Verónica observaba hipnotizada los helados ojos azules de la esbelta muchacha. Sus manos eran suaves y cálidas, y le producían cosquillas en los costados de su cuerpo indefenso y desnudo. Cuando llegaron hasta sus enormes senos,  los empezó a acariciar con suavidad, desde la base hasta la punta, pellizcando ligeramente los erectos pezones.

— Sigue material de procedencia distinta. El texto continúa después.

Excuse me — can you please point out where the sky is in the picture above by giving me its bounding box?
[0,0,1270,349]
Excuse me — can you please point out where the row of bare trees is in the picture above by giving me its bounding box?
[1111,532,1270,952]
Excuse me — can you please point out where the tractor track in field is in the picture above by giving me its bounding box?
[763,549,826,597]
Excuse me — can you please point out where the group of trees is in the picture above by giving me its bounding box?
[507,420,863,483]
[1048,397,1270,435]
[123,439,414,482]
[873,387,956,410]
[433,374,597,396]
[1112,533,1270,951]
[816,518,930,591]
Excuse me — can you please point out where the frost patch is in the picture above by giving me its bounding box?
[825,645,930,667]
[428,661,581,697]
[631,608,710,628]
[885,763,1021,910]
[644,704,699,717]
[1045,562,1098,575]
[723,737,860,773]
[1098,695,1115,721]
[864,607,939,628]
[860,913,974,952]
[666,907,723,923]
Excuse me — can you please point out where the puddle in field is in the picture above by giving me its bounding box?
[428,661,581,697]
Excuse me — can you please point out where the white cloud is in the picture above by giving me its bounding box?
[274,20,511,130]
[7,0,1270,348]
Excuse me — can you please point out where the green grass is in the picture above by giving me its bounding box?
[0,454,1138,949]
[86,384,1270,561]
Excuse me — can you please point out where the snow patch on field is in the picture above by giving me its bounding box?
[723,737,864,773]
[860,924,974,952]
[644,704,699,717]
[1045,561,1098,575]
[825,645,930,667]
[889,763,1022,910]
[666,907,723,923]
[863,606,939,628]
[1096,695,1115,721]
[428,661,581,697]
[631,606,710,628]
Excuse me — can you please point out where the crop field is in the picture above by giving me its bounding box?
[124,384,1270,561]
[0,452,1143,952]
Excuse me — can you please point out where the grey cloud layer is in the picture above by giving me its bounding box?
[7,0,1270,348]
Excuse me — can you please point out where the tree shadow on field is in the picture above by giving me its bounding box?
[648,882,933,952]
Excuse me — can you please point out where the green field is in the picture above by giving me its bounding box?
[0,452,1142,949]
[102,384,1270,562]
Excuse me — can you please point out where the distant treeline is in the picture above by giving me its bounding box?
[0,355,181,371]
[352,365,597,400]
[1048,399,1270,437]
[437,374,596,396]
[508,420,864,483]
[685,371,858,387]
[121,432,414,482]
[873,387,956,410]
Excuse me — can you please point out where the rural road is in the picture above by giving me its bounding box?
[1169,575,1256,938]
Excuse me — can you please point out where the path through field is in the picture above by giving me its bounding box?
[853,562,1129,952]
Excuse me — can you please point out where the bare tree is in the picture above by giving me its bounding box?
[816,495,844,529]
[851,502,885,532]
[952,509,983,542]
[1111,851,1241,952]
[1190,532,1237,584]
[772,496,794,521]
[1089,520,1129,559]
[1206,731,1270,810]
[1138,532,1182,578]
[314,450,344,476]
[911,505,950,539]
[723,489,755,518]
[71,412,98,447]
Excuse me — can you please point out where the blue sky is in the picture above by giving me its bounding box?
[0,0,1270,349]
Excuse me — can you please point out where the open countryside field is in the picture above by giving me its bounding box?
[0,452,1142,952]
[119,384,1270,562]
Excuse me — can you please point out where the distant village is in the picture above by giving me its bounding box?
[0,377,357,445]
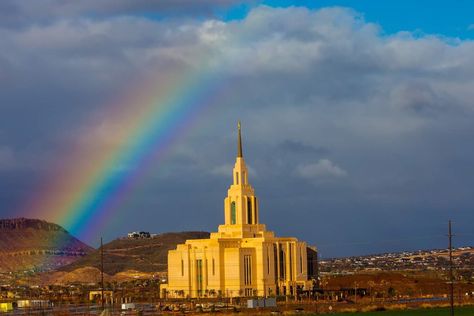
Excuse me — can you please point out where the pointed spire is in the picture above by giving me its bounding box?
[237,121,243,158]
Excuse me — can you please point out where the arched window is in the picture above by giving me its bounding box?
[247,198,252,224]
[230,202,235,225]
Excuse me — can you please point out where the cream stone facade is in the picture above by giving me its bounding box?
[162,122,315,297]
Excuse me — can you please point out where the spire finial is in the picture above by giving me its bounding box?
[237,121,242,158]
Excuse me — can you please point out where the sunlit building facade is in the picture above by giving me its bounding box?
[163,123,315,297]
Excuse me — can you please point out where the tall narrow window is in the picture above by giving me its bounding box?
[230,202,235,225]
[267,248,270,274]
[300,250,303,273]
[288,244,293,280]
[244,256,252,285]
[253,196,258,224]
[247,198,252,224]
[196,259,202,296]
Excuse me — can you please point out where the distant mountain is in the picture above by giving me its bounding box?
[60,232,209,275]
[0,218,94,273]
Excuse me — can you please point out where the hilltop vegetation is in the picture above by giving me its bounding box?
[0,218,93,273]
[60,232,209,275]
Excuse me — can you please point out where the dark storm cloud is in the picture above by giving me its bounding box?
[0,5,474,256]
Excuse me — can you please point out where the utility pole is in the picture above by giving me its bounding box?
[100,237,104,310]
[448,220,454,316]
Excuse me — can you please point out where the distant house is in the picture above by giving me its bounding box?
[128,232,151,239]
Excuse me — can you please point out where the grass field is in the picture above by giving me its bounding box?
[329,306,474,316]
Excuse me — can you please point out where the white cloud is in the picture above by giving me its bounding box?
[295,159,347,179]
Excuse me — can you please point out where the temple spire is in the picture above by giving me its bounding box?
[237,121,243,158]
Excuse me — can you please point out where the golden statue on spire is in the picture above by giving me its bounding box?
[237,121,242,158]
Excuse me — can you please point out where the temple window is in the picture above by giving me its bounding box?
[230,202,236,225]
[247,198,252,224]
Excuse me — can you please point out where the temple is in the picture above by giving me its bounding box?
[162,122,317,298]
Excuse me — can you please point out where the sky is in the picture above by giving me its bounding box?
[0,0,474,258]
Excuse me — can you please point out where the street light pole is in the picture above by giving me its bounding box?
[448,220,454,316]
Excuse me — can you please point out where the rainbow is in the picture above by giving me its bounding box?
[23,57,231,241]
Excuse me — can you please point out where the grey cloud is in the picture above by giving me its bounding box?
[0,6,474,256]
[0,0,255,28]
[295,159,347,179]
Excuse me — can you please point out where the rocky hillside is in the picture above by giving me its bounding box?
[60,232,209,275]
[0,218,94,273]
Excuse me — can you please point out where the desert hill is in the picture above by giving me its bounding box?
[0,218,93,273]
[60,232,209,275]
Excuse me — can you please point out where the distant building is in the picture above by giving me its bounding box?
[128,232,151,239]
[162,123,317,297]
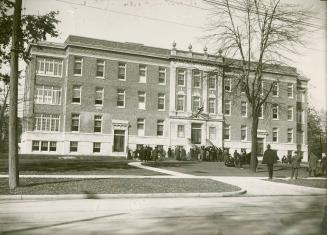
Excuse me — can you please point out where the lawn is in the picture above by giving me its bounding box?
[0,155,161,175]
[143,161,314,178]
[0,178,240,195]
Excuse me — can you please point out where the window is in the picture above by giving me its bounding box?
[177,125,185,138]
[118,62,126,81]
[72,85,82,104]
[209,97,216,113]
[32,140,40,151]
[71,113,79,131]
[93,142,101,153]
[224,124,230,140]
[224,100,232,116]
[272,83,279,96]
[287,106,293,121]
[36,58,63,77]
[191,123,202,144]
[41,141,49,152]
[193,70,201,88]
[287,128,293,143]
[209,126,217,140]
[94,115,102,132]
[158,67,166,84]
[177,95,185,111]
[158,93,165,111]
[139,65,146,83]
[117,89,125,108]
[258,105,263,118]
[138,91,146,109]
[96,60,105,78]
[137,118,145,136]
[74,57,83,75]
[287,83,294,98]
[69,141,78,152]
[34,114,60,132]
[177,69,186,86]
[208,75,216,90]
[272,128,278,143]
[34,86,61,105]
[157,120,164,136]
[241,101,248,117]
[241,125,246,141]
[95,87,104,105]
[49,141,57,152]
[192,96,200,112]
[272,104,278,120]
[224,78,232,92]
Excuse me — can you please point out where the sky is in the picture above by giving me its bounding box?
[22,0,327,110]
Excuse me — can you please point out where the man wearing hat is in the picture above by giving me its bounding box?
[291,151,301,179]
[262,144,277,180]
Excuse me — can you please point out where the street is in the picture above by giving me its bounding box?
[0,196,327,235]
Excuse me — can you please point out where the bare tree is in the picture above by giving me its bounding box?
[205,0,310,171]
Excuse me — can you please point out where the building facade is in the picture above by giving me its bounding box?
[21,36,307,162]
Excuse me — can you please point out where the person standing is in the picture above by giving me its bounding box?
[291,151,301,179]
[309,152,318,177]
[262,144,277,180]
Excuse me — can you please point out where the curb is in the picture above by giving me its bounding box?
[0,189,246,200]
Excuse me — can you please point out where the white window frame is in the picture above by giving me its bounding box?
[95,59,106,79]
[116,89,126,108]
[93,114,103,133]
[224,77,232,92]
[157,93,166,111]
[177,124,185,138]
[158,67,167,85]
[139,64,148,83]
[287,106,294,121]
[177,68,186,87]
[287,83,294,99]
[223,124,231,140]
[73,56,83,77]
[286,128,294,144]
[224,100,232,116]
[70,113,81,132]
[157,119,165,136]
[271,104,279,120]
[241,101,248,117]
[137,91,146,110]
[36,57,64,77]
[136,118,145,136]
[94,87,104,106]
[271,127,279,143]
[241,125,248,141]
[117,62,127,81]
[192,69,201,88]
[72,85,82,104]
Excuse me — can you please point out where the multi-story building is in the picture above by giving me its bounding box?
[21,36,307,162]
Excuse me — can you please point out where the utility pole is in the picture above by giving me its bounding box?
[9,0,22,189]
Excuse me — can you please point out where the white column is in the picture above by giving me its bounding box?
[186,69,192,113]
[202,72,208,113]
[169,62,176,112]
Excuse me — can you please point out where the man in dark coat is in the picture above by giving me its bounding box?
[262,144,277,180]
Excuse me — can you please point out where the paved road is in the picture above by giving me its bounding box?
[0,196,327,235]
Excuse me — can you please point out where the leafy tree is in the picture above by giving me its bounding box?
[204,0,309,171]
[0,0,59,151]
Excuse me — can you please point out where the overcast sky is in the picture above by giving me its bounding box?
[23,0,327,110]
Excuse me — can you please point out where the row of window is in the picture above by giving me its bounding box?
[224,77,294,98]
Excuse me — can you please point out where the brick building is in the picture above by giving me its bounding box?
[21,36,307,159]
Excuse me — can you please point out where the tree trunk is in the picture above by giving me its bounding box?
[250,108,259,172]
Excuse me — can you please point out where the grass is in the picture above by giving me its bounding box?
[0,155,160,175]
[0,178,240,195]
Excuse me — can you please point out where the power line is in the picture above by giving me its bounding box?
[56,0,203,29]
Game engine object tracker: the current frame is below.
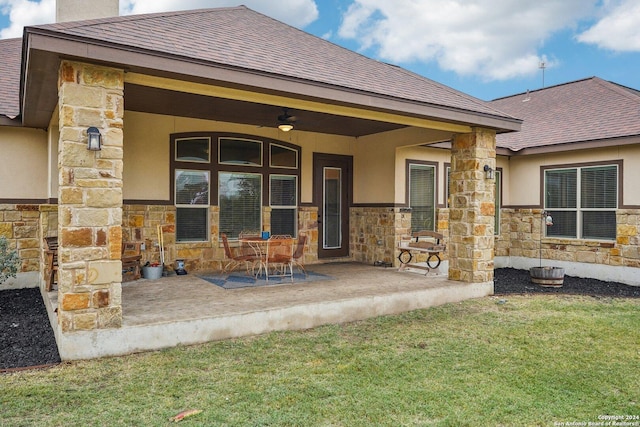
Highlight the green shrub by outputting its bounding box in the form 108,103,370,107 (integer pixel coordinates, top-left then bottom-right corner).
0,237,20,283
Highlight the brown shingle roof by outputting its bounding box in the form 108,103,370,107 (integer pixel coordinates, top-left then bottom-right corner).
26,6,512,119
0,39,22,119
491,77,640,151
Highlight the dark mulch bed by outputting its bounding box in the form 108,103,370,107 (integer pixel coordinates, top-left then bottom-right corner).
0,268,640,371
0,288,60,371
493,268,640,298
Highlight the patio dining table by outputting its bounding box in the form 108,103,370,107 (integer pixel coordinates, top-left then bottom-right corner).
239,236,296,282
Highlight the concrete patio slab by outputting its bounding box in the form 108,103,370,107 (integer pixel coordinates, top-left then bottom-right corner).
45,263,493,360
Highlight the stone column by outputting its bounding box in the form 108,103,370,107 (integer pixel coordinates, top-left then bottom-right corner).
58,61,124,332
448,128,496,283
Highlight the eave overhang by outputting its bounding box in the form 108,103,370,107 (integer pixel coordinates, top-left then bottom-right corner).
20,27,522,136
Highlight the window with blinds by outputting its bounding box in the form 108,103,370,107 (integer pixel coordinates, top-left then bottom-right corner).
269,175,298,236
544,165,618,240
409,164,436,231
171,132,300,246
174,169,209,242
218,172,262,238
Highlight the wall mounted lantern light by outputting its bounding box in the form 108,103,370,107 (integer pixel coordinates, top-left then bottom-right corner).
87,126,102,151
278,123,293,132
484,165,493,179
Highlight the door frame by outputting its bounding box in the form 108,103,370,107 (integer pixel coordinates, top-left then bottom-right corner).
313,153,353,259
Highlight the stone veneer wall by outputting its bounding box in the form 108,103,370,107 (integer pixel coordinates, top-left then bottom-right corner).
0,204,41,273
448,128,496,283
496,209,640,268
58,61,124,332
350,207,449,267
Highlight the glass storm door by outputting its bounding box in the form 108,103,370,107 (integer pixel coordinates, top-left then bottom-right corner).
314,154,352,258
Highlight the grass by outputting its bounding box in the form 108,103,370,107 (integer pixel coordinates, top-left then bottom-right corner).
0,296,640,426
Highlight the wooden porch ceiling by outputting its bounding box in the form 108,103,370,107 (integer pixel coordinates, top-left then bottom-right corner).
125,83,406,137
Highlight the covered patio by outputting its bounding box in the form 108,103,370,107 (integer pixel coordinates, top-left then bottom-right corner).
2,7,521,360
45,262,493,360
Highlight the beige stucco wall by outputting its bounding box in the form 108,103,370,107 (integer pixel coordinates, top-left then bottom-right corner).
503,145,640,206
395,147,451,205
354,128,451,203
0,126,49,200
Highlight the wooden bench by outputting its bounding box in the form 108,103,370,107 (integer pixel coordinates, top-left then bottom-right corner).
398,230,446,275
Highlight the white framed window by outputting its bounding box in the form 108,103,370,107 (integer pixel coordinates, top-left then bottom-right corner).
408,163,436,231
544,164,619,240
269,175,298,236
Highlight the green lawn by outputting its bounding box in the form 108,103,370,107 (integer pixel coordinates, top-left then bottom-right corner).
0,296,640,426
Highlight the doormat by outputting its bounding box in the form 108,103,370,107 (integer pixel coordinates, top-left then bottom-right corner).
198,271,333,289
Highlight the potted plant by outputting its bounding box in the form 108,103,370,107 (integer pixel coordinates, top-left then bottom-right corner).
529,211,564,288
142,261,164,280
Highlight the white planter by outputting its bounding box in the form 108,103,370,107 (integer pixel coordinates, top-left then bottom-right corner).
142,265,163,280
529,267,564,288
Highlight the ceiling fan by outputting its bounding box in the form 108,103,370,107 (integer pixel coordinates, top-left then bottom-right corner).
278,108,298,132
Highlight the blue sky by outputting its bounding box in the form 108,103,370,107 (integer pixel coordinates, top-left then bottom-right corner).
0,0,640,100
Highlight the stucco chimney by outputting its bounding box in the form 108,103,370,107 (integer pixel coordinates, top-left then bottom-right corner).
56,0,120,22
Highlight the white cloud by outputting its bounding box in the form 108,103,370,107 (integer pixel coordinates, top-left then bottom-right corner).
577,0,640,52
0,0,56,39
339,0,596,80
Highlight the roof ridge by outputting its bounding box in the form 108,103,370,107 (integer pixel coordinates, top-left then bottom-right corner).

― Sí que eres débil ―Le susurró al oído con voz gélida―. No te gustan las mujeres. Tranquila, a mi tampoco ―añadió divertida―. No te gusta nadie se aprovechen de ti. Y, no obstante, estás dispuesta a hacer cualquier cosa por alcanzar el máximo placer ―Con ternura, Laura besó su frente―. En el fondo, me das mucha pena. Ningún hombre honrado, de buena posición, querrá casarse contigo jamás. Tus padres, los pobres, deben de estar pasándolo fatal pensando en qué será de la guarra de su hija ―Verónica cerró sus enormes ojos verdes. Aquello la hería mucho más que las cosas que le habían hecho hasta ahora―. Con suerte, terminarás como cortesana. O puede que consigas engañar a algún viejo decrépito para que te haga su esposa ―Aquello la animó un poco. Para Verónica ser una joven y atractiva viuda era un destino de lo más apetecible. Y como cortesana, sería respetada en ciertos círculos, y tendría a sus pies a hombres muy poderosos, que la amarían y respetarían más que a sus propias esposas―. ¿Te gusta? ―Aún estando amordazada, Laura podía ver la sonrisa de Verónica en las comisuras de sus labios y en sus lindos ojos verdes―. ¡Eres muy, muy puta! ― Exclamó mientras apretaba con fuerza sus pezones.

Dona eligió ese momento, para introducir su mano entera en el interior de la húmeda cavidad. Dentro de ella, la cerró, con cuidado de no arañar las delicadas paredes con sus uñas. Y así, Dona empezó a bombera con fuerza, de atrás a delante. Lamiendo, de vez en cuando, la rosada protuberancia del sexo de la muchacha.

― Mira como disfruta la muy guarra, Laura.

Verónica no tardó en alcanzar el éxtasis. Su coño había gozado de lo lindo. Y el haberse visto sometida era un cambio agradable para ella, tan acostumbrada a dominar. Ya no tenía miedo, ni tensiones, ni angustias. Estaba relajada y feliz. Era una puta, sí. Pero una puta contenta.

Laura y Dona la liberaron de sus ataduras. Le devolvieron la ropa y la llave de su habitación.

Verónica se despidió de ellas, besándoles las mejillas.

― Esta noche me habéis enseñado una lección de humildad ―dijo―. Os estoy agradecida.

― ¿Sin rencores? ―preguntó la muchacha rubia pensando en cuanto le había hecho sufrir la morena al robarle a su amado.

― Sin rencores ― Ahora estaban en paz.